The operation of the foregoing coil winding apparatus according to the 
present invention is now described. The leading end of wire rod 4b of 
circular shape in cross section is passed through the guide nozzle 7a, 
between the rollers 6a and 6b, and through the guide nozzle 7b, and is 
secured to the bobbin 3 after being wound therearound. Before the above 
step, the roller sliding cylinder 13 is operated to move down the roller 
6b supported thereby (in the direction of arrow B in FIG. 2) such that the 
spacing between the rollers 6a and 6b becomes larger than the diameter of 
the round wire rod 4b. 
Then, the bobbin turning motor 1 is operated to wind the wire rod 4b around 
the bobbin 3. At this time, the slide block 12 (in FIG. 2) is moved up by 
means of the roller sliding cylinder 13 to shift the roller 6b upward (in 
the direction of arrow C in FIG. 2) such that the spacing between the 
rollers 6a and 6b will result in a given degree of deformation. 

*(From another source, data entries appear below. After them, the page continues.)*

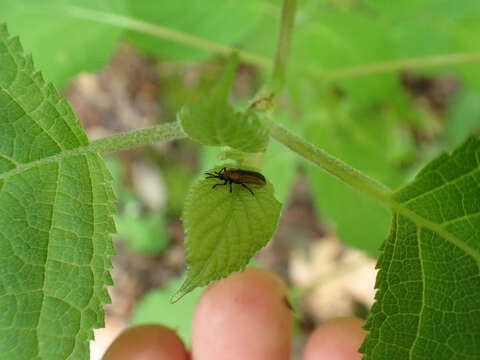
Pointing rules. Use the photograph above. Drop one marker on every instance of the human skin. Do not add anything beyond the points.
(244, 316)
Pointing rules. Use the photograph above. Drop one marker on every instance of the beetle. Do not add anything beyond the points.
(237, 176)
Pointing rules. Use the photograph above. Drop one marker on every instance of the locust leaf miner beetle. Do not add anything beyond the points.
(237, 176)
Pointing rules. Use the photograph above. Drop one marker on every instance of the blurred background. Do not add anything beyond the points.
(385, 86)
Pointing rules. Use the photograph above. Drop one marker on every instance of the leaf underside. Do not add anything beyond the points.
(428, 299)
(56, 203)
(214, 122)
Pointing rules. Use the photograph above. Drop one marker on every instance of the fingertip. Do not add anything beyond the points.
(147, 342)
(336, 340)
(243, 317)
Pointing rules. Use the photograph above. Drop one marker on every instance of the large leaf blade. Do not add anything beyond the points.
(56, 203)
(428, 302)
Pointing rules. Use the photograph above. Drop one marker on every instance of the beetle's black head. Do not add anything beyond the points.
(216, 175)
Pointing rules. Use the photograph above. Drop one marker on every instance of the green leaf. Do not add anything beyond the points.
(428, 300)
(463, 116)
(214, 122)
(64, 44)
(347, 39)
(155, 307)
(224, 230)
(56, 203)
(143, 233)
(219, 21)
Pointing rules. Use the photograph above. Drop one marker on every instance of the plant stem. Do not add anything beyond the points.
(262, 62)
(166, 33)
(135, 138)
(283, 46)
(329, 163)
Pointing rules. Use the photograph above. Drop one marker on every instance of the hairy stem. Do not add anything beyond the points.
(283, 45)
(330, 164)
(135, 138)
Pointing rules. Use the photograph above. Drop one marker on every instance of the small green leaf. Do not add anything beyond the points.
(224, 230)
(214, 122)
(428, 300)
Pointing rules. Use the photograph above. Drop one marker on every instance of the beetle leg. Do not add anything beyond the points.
(225, 183)
(246, 187)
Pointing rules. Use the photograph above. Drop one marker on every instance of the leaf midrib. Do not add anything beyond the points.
(437, 228)
(46, 160)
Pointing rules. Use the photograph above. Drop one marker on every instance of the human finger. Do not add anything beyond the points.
(245, 316)
(336, 340)
(147, 342)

Where a copper wire rod 4b of 0.995 mm in diameter, for example, is pressed 
to 0.75 mm to form the wire rod 4a and this wire rod is wound around the 
bobbin 3, a tension of 10 Kgf is imposed on the wire rod 4a between the 
bobbin 3 and the rollers, for example, 6a and 6b. This tension is a force 
acting to stretch the wire rod 4a and is imposed on the wire rod 4a after 
the covered wire 4b is pressed by the rollers 6a and 6b; therefore, 
without the tension control arrangement of the present invention, an 
undesirable twisting force is applied to the cover or coating of the wire 
rod, so that the coating is badly damaged, for example cracked open. 
In view of the above, according to the present invention, as shown in FIG. 

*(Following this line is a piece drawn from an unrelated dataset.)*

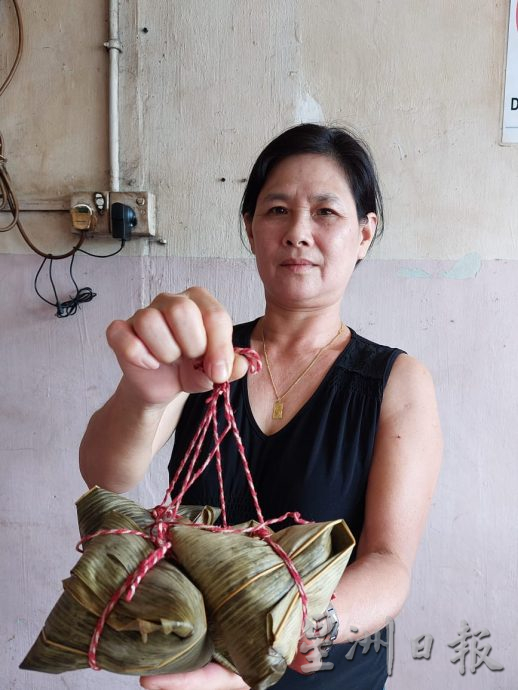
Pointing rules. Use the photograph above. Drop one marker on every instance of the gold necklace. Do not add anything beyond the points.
(278, 405)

4, a torque T is applied to the roller 6a in the same direction as that of 
the tension F by means of the forming roller turning motor 8, so that the 
tension decreases. That is, the value of the forming resistance of the 
wire rod 4a minus the torque T becomes the tension F acting on the wire 
rod 4a having been formed. Therefore, the tension acting on the wire rod 
4a can be varied by varying the torque T. 

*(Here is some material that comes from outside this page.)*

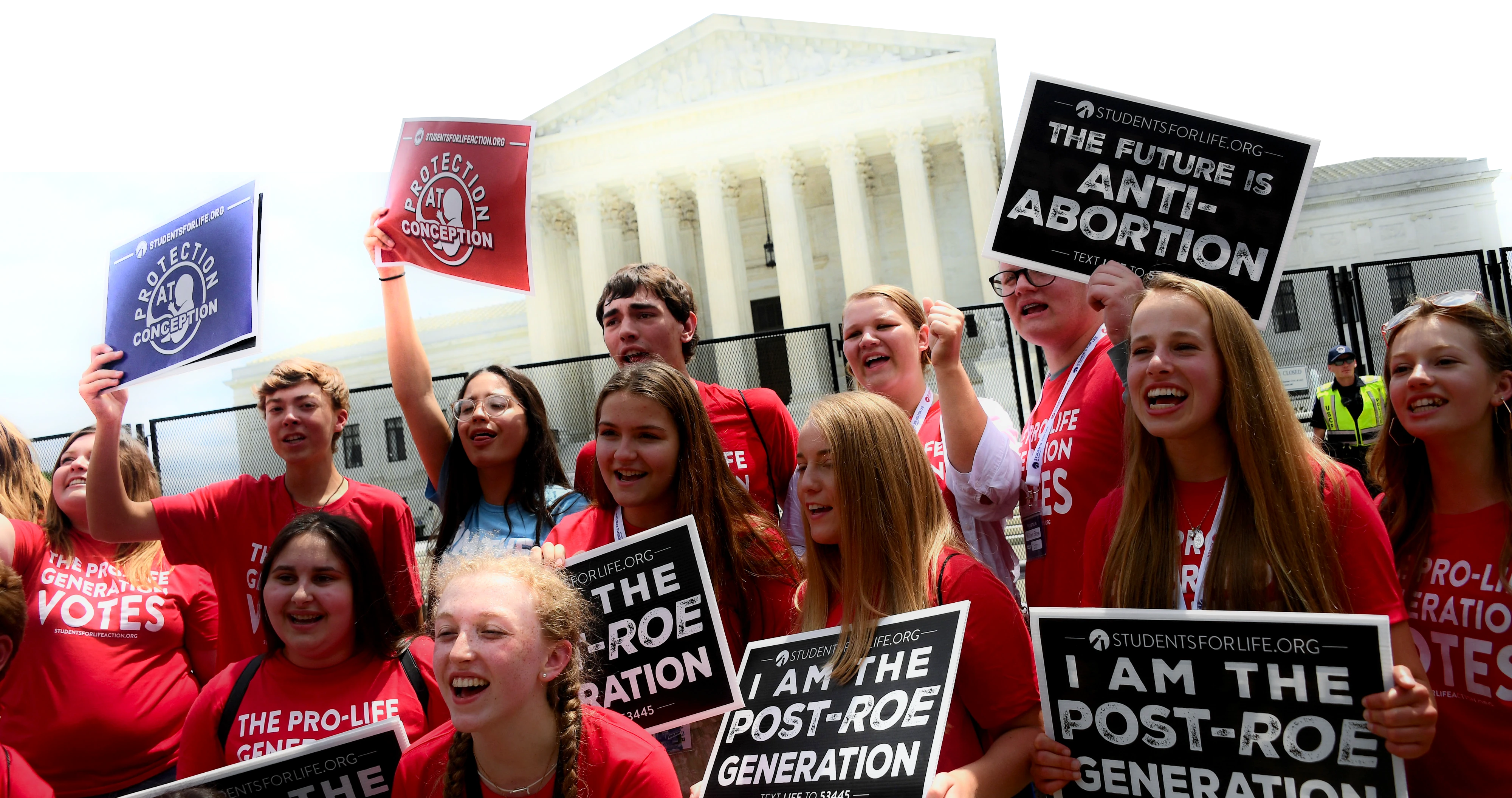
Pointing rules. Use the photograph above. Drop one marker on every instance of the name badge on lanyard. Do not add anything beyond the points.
(1030, 501)
(1204, 542)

An example of the torque control of the forming roller turning motor 8 is 
as follows. That is, the tension F acting on the wire rod 4a is detected 
by the tension meter 22. The control unit 24 receives the tension F 
detected by the tension meter 22 and delivers an instruction to the 
electropneumatic regulator 26 to vary the air pressure being supplied to 
the forming roller turning motor 8 such that the tension F becomes a given 
level (for example, 4 Kgf). 
In this way, the tension acting on the wire rod 4a is regulated, and the 
round wire rod 4b is continuously pressed under optimum tension, whereby a 
flat or rectangular wire rod 4a is formed as shown in FIG. 3. During this 
forming, the round wire rod 4b is passed through the guide nozzle 7a and 
led stably to a given position between the pair of forming rollers 6a and 
6b. Then, the wire rod thus made flat or rectangular is passed through the 
guide nozzle 7b and led to the bobbin 3. At the same time, the traversing 
motor 9 is also operated, so that the whole wire rod forming section shown 
in FIG. 2 is moved horizontal back and forth by means of the screw member 
11 in synchronization with the rotation of the bobbin 3 (i.e., the 
rotation of the bobbin turning motor 1) at a pitch corresponding to the 
width of the wire rod 4a. 
Further, the tension acting on the wire rod 4a can be set arbitrarily by 
using an air motor as the forming roller turning motor 8 and regulating 
the pressure and flow rate of air being supplied to that motor. Of course, 
the same effect as above can be obtained by using any motor, such as a 
torque motor, whose output torque can be controlled.